Carey got into his black BMW. The car was perhaps his only idiotic purchase. It had cost too much, but he decided he was glad about that too. Even if this was the last time he drove it, and it had to be sold while he was in jail, it hardly mattered now. There was no sense in having a few more dollars for a retirement he and Jane would never reach, or for children who would never be born.
He pulled out of his driveway and watched the car behind him to see whether the policemen did anything differently.

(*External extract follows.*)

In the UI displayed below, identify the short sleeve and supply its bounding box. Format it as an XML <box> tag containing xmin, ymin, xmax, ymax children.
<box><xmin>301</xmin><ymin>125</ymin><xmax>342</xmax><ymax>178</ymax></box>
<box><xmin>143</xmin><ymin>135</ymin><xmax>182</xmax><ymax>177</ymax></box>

They stayed the usual two blocks behind him, drifting along near the curb because he was close to the median stripe. The other cars nearby weren’t familiar and didn’t seem to have policemen in them, but he knew that such impressions meant nothing.
He drove to the hospital by the usual route, introducing no changes. He certainly didn’t want to behave erratically and precipitate some action they were only contemplating. If they were already committed, then he would gain no advantage by letting them know that he suspected.